18 Jahre Stillstand an der Königsbrücker Straße

Aufruf zur Demo für eine bestandsnahe Sanierung

Der Verkehrsclub Deutschland (VCD) ruft gemeinsam mit der Initiative „Königsbrücker muss leben“ und dem ADFC alle Bürgerinnen und Bürger auf, an der Demo für eine wirklich bestandsnahe Sanierung der Königsbrücker Straße teilzunehmen und damit Flagge für eine stadtverträgliche Verkehrsplanung zu zeigen. Start ist am kommenden Freitag (12.4.) um 17:00 Uhr an der Schauburg.

Hintergrund: Die Entscheidung für eine Ausbauvariante wird voraussichtlich demnächst im Dresdner Stadtrat gefällt. Dabei stehen die Varianten V5 („vierspurig“) und V7 („bestandsnah“) zu Auswahl. Beide Varianten sehen eine Verbreiterung des Straßenquerschnitts (Bordstein zu Bordstein) von heute ca. 10 Metern auf 18 – 23 Meter vor (siehe Grafik).

„Mit beiden Varianten wird die Königsbrücker Straße zur Stadtautobahn.
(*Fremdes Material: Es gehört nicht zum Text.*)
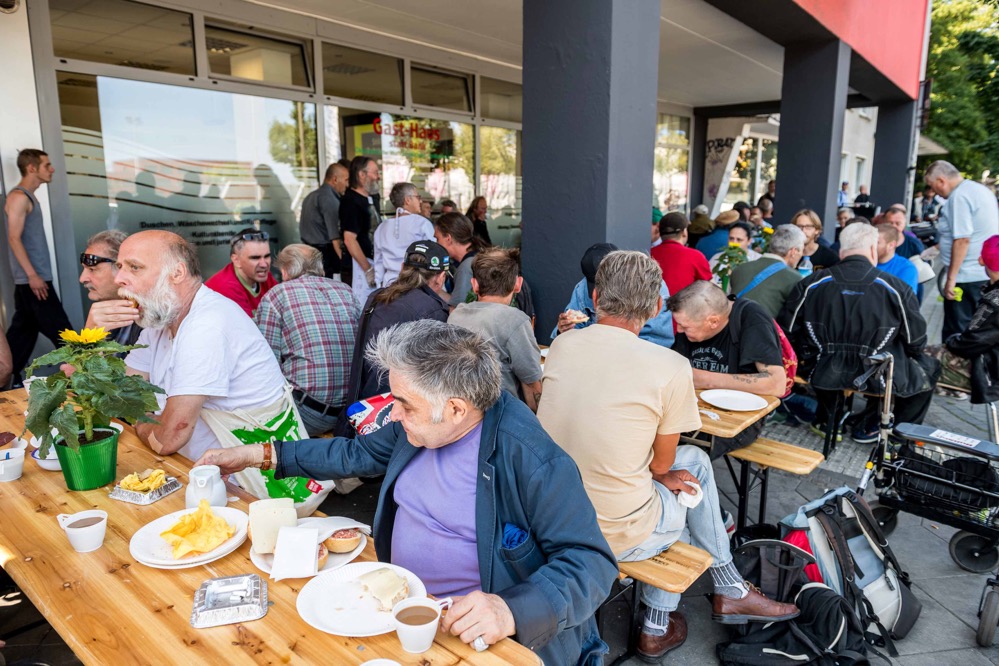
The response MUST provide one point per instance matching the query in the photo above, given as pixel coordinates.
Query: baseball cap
(591, 262)
(990, 254)
(673, 222)
(437, 259)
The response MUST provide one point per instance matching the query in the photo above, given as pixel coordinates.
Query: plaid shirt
(310, 323)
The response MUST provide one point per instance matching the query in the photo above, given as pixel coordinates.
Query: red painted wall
(886, 33)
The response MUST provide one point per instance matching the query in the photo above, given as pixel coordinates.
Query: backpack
(855, 560)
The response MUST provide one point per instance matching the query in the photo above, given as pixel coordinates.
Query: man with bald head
(209, 358)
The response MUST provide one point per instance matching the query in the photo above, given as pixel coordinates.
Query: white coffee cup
(11, 464)
(86, 538)
(417, 638)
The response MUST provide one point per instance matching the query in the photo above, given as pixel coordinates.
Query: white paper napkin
(296, 554)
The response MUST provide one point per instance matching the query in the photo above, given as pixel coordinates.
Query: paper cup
(88, 538)
(417, 638)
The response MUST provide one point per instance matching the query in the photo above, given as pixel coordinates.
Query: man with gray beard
(202, 350)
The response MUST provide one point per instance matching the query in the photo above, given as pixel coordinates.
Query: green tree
(962, 62)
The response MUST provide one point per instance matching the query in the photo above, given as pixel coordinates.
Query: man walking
(36, 307)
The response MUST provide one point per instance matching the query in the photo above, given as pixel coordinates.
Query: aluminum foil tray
(229, 600)
(135, 497)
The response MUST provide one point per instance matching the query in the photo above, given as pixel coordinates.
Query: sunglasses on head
(91, 260)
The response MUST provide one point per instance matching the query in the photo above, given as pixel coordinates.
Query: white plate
(148, 547)
(734, 401)
(337, 604)
(335, 560)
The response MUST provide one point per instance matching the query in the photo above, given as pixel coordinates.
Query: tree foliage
(962, 61)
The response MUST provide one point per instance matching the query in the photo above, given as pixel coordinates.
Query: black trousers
(31, 317)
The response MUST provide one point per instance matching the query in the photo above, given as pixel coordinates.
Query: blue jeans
(707, 531)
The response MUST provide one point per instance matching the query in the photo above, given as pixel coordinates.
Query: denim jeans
(707, 531)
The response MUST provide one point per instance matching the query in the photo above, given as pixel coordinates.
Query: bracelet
(268, 460)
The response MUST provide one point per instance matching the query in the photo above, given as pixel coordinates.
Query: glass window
(362, 75)
(501, 100)
(243, 55)
(128, 34)
(446, 90)
(202, 163)
(435, 155)
(500, 182)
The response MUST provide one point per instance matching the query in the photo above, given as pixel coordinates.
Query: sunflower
(87, 336)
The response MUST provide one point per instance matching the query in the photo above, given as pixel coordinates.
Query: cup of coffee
(416, 622)
(11, 464)
(85, 530)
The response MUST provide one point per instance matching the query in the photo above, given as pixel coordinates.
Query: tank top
(33, 239)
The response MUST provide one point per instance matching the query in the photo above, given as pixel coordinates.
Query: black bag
(826, 633)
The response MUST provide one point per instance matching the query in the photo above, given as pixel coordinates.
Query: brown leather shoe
(651, 649)
(754, 607)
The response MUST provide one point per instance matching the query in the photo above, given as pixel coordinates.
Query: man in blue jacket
(477, 501)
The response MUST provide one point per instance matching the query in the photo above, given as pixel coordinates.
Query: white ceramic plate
(336, 603)
(734, 401)
(148, 547)
(334, 561)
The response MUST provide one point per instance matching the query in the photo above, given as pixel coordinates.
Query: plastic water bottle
(805, 267)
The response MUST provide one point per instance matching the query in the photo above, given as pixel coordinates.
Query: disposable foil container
(229, 600)
(135, 497)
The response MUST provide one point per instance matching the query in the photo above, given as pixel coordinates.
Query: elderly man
(394, 235)
(659, 329)
(769, 279)
(211, 361)
(320, 221)
(838, 317)
(969, 217)
(516, 544)
(309, 322)
(633, 470)
(247, 276)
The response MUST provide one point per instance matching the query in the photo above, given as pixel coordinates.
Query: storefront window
(127, 34)
(672, 153)
(435, 155)
(362, 75)
(500, 183)
(201, 163)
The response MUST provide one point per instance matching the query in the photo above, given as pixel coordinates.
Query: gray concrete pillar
(812, 109)
(590, 81)
(893, 153)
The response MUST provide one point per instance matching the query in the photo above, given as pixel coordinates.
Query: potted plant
(79, 403)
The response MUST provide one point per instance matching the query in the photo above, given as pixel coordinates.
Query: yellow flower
(87, 336)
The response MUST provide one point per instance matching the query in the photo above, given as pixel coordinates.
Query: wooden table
(112, 610)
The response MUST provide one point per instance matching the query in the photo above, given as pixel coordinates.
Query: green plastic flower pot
(92, 465)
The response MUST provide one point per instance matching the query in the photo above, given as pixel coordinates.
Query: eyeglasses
(91, 260)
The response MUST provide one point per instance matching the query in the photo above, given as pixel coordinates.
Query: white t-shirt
(218, 352)
(392, 237)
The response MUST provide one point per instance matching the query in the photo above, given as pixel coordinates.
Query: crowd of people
(552, 473)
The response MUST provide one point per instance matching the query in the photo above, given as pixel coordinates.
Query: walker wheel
(988, 619)
(973, 552)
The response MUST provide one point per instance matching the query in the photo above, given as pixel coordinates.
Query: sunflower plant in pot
(73, 411)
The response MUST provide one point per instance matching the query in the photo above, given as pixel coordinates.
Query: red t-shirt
(227, 283)
(681, 265)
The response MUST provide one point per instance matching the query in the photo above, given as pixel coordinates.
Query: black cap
(437, 259)
(591, 262)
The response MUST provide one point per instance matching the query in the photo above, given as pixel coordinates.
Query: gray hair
(857, 237)
(627, 286)
(701, 299)
(441, 361)
(786, 238)
(111, 239)
(941, 168)
(400, 191)
(297, 260)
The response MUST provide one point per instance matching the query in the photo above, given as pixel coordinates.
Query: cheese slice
(386, 586)
(267, 517)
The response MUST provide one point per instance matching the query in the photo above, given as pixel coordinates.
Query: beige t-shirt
(606, 395)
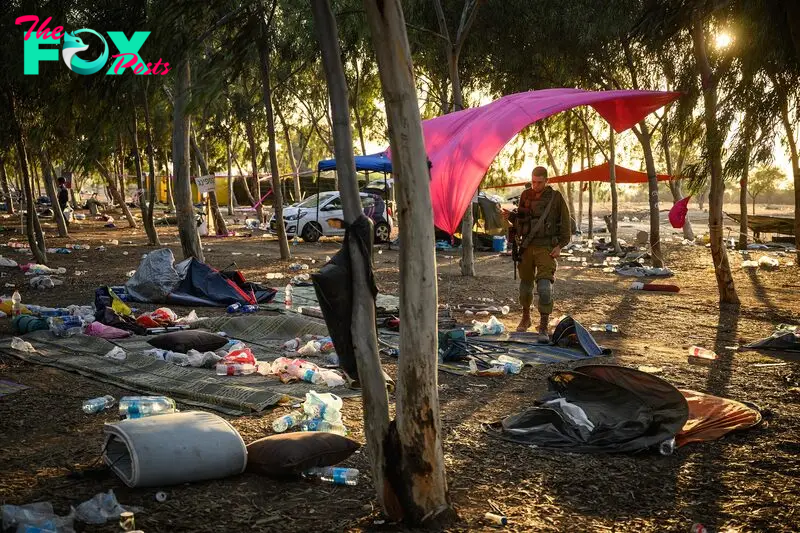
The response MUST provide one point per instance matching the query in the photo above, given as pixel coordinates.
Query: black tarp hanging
(334, 288)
Unter „bestandsnah“ versteht der VCD etwas anderes. Auch mit der V7 ist das heutige urbane Flair nach wie vor gefährdet“, so der VCD-Sprecher Hannes Lieberoth. Besondere Sorge bereiten die geringen Gehwegbreiten in den Haltestellenbereichen: sie sind bei beiden Varianten problematisch eng. Der VCD fordert ein Umdenken bei den Planungsarbeiten. Statt wie bisher alle Wünsche der unterschiedlichen Verkehrsteilnehmer in vollem Umfang zu berücksichtigen und in den Straßenquerschnitt einzubauen, müsse die Planung vom Bebauungsrand her gedacht werden. Aufgrund des hohen Fußgängeraufkommens vor den Geschäften auf der Neustädter Seite (stadtauswärts) ist ein breiter Gehweg unverzichtbar. Die 6,50 Meter breiten Gehwege sind auf dieser Seite vollständig und durchgängig zu erhalten. Etwas Spielraum besteht  stadteinwärts. Da hier weniger Geschäfte vorhanden sind, ist eine Verringerung der Gehwegbreite um bis zu 2 Meter vertretbar. Somit stünden ca. 14 Meter für den Straßenquerschnitt für alle Verkehrsteilnehmer zur Verfügung, die sich  Straßenbahn, Autos und Fahrradfahrer wie folgt teilen könnten: 6,50 Meter nehmen die überfahrbaren Straßenbahngleise mit dem für Dresden beschlossenen Gleismittenabstand in Anspruch. Somit wäre neben den Gleisen Platz für 3,75 Meter breite Fahrstreifen, die genug Raum für Autos und Radfahrer bieten, allerdings ohne eigenen Radstreifen (siehe Grafik). Flächen für den ruhenden Verkehr sind aus VCD-Sicht an der Königsbrücker Straße am ehesten verzichtbar, für Anlieferverkehre könne es zum Befahren bestimmter Flächen auf den Fußwegen Sonderregelungen mit einem gewissen Zeitfenster geben.

Die beiden Varianten V5 und V7 sehen an vielen Stellen den gleichen Straßenquerschnitt vor.
Lediglich in den Kreuzungsbereichen ist die V7 etwas schlanker als die V5. Durch enge Fußwege (ca. 4 Meter) an Aufkommensschwerpunkten wie z. B. Haltestellenwartebereiche und Eingang REWE sind Konflikte vorprogrammiert.
Die Baupläne beider Varianten sind unter http://www.koenigsbruecker-mussleben.de/details.php einsehbar.

Der Überschlag zeigt, dass bereits mit einem Straßenquerschnitt von 14 Metern eine zukunftsfähige, wirklich bestandsnahe und damit stadtverträgliche Lösung möglich ist. Die prognostizierten Verkehrsmengen für 2025 liegen mit unter 20.000 Autos pro Tag deutlich unter den heutigen, was für die vorgeschlagene Lösung spricht. Der begrenzte und sensible Raum erfordert auf die vorherrschende Situation eingehende Kompromisse und keine Standardlösungen. Um die Verkehrssicherheit zu erhöhen fordert der VCD auf dem Abschnitt Bischofsweg – Albertplatz auch nach der Sanierung Tempo 30. Das verbessert die Situation der Radfahrer auf den gemeinsamen Fahrstreifen und macht zusätzliche Ampeln, wie in V5 und V7 vorgesehen, zwischen den jetzt bestehenden Anlagen überflüssig.